Research Design and Methods: In Year 1, the researchers will implement a pre/post research design. They will collect a variety of measures at the start of the teacher professional development course and then conduct a within-subjects comparison at the end of the course to measure changes in knowledge, behavior, and attitudes. Following an iterative design process each year, the research team will be able to leverage results of testing to repeatedly revise and improve content of the teacher professional development and software technology. In Year 3 the team will examine the effect of the intervention by comparing performance of ELL students whose teachers participated in the professional development to those who did not. Feasibility and implementation data will be collected in all years.

Control Condition: There is no control condition for the studies conducted in Years 1 and 2.. However, for the final study that assesses the potential effects of participating in the intervention on student outcomes, the control condition will be teachers who are not using Text Adaptor 3.0, and are not participating in the teacher professional development course.

Key Measures: Key measures include: teachers' knowledge of course-related content (e.g., awareness of which linguistic features make comprehension more difficult); skills at adapting text for ELLs using the software tools; attitudes and perceptions of the full teacher professional development package; implementation data of adapted text with their students; and evidence of ELL students benefiting from the materials prepared by their teachers using Text Adaptor 3.0.

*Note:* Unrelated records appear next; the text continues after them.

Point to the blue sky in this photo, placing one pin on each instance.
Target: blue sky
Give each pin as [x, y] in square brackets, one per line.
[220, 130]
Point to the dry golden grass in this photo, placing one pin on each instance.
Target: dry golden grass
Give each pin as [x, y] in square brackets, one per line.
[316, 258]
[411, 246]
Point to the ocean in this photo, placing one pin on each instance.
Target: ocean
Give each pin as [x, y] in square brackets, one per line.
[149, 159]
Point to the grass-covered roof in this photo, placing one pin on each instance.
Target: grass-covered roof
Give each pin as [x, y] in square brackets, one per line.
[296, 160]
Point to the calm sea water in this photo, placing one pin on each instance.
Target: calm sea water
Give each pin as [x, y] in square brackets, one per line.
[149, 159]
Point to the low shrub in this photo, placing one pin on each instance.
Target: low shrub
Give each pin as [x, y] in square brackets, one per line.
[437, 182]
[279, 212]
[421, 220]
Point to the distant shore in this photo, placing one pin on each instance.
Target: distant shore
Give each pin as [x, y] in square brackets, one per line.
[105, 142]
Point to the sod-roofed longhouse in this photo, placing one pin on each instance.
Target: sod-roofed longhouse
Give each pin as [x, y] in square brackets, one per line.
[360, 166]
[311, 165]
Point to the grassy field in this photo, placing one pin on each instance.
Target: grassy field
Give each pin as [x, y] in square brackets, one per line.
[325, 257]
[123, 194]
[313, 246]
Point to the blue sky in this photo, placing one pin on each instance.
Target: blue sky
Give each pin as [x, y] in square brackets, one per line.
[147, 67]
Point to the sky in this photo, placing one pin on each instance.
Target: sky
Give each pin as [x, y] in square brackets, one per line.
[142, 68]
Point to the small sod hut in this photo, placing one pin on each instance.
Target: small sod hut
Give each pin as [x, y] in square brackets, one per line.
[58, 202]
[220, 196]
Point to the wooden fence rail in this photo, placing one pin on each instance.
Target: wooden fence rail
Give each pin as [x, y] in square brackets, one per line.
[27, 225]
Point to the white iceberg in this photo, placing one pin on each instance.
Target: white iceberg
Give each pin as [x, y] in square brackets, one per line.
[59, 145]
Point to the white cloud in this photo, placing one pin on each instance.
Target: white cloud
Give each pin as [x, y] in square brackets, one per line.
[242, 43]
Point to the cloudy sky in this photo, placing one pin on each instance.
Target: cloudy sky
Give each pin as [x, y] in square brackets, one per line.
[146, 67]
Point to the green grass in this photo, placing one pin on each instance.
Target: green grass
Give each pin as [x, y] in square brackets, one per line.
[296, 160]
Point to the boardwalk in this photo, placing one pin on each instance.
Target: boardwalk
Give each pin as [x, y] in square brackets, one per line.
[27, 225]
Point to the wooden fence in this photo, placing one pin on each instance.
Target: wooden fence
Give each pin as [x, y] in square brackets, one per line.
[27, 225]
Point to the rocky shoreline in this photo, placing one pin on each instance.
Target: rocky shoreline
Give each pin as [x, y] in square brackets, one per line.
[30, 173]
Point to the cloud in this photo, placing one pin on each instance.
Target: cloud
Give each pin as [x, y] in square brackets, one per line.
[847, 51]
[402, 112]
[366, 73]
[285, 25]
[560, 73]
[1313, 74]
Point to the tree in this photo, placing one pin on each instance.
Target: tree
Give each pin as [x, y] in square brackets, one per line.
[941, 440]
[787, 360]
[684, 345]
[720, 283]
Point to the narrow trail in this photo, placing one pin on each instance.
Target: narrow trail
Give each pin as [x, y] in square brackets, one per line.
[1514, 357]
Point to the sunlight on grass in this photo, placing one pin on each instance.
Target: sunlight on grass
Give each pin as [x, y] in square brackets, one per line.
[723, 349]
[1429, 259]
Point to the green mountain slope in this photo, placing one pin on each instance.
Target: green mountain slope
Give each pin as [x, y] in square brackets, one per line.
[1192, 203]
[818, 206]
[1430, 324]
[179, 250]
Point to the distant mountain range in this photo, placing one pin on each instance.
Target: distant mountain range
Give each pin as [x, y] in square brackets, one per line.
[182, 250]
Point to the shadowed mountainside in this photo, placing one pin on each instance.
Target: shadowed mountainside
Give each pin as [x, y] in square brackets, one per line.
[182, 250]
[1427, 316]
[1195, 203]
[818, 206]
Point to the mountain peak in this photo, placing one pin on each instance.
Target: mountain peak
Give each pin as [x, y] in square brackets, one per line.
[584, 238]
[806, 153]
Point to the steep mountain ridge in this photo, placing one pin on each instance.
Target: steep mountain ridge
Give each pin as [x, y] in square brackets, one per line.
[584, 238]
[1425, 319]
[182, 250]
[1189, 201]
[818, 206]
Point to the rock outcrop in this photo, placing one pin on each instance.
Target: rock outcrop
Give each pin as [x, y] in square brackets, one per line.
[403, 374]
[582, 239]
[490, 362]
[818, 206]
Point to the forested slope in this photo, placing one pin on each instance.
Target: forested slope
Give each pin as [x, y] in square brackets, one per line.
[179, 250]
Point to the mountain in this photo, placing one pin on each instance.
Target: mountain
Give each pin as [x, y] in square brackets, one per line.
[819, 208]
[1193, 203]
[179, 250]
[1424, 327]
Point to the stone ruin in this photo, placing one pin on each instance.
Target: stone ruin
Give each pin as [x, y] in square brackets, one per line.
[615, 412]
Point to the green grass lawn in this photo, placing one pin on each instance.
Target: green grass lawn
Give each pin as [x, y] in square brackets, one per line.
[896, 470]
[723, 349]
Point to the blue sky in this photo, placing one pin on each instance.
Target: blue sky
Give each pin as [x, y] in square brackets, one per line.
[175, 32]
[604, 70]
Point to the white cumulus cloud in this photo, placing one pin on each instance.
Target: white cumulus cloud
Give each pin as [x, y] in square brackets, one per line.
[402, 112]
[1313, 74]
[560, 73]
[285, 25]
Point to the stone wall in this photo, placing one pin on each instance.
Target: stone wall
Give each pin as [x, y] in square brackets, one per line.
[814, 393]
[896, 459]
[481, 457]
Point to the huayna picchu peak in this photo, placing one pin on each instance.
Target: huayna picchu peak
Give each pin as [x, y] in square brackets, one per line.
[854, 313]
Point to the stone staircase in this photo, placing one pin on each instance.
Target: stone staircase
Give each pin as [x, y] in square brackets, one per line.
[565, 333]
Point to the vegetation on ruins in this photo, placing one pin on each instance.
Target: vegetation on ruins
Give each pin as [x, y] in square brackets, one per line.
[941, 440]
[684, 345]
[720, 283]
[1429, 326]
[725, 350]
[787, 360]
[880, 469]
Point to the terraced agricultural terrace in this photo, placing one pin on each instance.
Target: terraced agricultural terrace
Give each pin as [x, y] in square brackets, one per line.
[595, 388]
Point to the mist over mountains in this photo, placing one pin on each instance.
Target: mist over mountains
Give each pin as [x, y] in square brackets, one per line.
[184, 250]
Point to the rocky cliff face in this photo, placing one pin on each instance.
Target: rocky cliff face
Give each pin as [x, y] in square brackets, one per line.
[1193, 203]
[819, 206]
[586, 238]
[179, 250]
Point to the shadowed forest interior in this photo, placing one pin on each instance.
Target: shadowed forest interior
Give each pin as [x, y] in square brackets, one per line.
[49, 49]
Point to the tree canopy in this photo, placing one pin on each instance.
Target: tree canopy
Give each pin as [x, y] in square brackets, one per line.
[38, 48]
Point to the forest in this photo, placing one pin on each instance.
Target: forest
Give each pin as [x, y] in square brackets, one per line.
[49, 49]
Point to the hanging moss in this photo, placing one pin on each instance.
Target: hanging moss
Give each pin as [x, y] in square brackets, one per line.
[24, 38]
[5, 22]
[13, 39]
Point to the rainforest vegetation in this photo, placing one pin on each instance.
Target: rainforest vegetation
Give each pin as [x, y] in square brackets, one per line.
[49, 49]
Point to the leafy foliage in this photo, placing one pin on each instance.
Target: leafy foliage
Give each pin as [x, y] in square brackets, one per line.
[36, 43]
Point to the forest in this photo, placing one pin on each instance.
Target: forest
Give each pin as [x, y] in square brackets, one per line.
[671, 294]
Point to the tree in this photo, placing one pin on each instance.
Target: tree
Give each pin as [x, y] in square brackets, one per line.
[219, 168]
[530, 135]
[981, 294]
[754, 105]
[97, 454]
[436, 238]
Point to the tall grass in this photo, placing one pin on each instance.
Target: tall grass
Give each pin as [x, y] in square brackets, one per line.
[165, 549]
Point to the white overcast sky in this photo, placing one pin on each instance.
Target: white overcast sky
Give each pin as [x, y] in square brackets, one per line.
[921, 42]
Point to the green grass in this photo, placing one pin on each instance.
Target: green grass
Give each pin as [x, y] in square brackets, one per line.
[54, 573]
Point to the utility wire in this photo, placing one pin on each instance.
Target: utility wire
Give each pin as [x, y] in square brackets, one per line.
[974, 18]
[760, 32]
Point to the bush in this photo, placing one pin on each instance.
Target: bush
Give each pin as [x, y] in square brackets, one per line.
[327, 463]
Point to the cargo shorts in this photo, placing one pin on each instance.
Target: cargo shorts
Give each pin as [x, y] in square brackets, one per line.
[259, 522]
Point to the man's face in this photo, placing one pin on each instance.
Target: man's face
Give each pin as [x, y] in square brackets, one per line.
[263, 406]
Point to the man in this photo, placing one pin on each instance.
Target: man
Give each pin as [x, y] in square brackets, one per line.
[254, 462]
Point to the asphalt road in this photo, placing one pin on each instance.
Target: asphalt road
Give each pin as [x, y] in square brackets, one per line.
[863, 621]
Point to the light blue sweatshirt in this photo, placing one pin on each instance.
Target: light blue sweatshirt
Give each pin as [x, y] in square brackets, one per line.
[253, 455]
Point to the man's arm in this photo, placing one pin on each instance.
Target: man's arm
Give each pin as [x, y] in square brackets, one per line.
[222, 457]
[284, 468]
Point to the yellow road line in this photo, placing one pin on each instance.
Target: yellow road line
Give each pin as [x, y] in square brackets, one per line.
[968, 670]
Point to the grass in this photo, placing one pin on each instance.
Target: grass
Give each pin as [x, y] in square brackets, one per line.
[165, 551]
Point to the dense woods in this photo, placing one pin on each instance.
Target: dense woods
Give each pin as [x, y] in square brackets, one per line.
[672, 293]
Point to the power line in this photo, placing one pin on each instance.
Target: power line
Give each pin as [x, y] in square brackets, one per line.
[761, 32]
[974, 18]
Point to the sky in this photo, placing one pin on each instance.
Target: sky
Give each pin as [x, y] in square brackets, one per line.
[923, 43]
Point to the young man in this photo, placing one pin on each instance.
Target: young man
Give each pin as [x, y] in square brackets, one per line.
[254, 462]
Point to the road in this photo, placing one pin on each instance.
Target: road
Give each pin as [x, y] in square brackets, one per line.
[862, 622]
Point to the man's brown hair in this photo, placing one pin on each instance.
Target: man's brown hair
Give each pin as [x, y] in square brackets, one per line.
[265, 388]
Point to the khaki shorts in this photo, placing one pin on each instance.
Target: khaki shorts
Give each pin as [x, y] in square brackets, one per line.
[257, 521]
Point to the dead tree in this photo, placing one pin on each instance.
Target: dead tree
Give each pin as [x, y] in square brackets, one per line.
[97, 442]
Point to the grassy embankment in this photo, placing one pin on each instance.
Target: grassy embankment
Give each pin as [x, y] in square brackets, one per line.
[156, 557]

Data Analytic Strategy: Descriptive statistics will be used in this project. The data collected from the pretest-posttest experimental design will be analyzed with repeated measures Analysis of Variance.

Products and Publications

Book chapter

Burstein, J., Sabatini, J., and Shore, J. (in press). Developing NLP Applications for Educational Problem Spaces. In R. Mitkov (Ed.), Oxford Handbook of Computational Linguistics.

Proceeding

Burstein, J., Sabatini, J., Shore, J., Moulder, B., and Lentini, J. (2013). A User Study: Technology to Increase Teachers' Linguistic Awareness to Improve Instructional Language Support for English Language Learners. In Proceedings of the 2nd Workshop of Natural Language Processing for Improving Textual Accessibility (NLP4ITA) (pp. 1–10). Atlanta, GA: Association for Computational Linguistics.

Journal article

Burstein, J., Shore, J., Sabatini, J., Moulder, B., Holtzman, S., & Pedersen, T. (2012). The “Language Muses” System: Linguistically Focused Instructional Authoring. ETS Research Report Series, 2012(2), i-36.

Burstein, J., Shore, J., Sabatini, J., Moulder, B., Lentini, J., Biggers, K., & Holtzman, S. (2014). From Teacher Professional Development to the Classroom: How NLP Technology Can Enhance Teachers' Linguistic Awareness to Support Curriculum Development for English Language Learners. Journal of Educational Computing Research, 51(1), 119-144.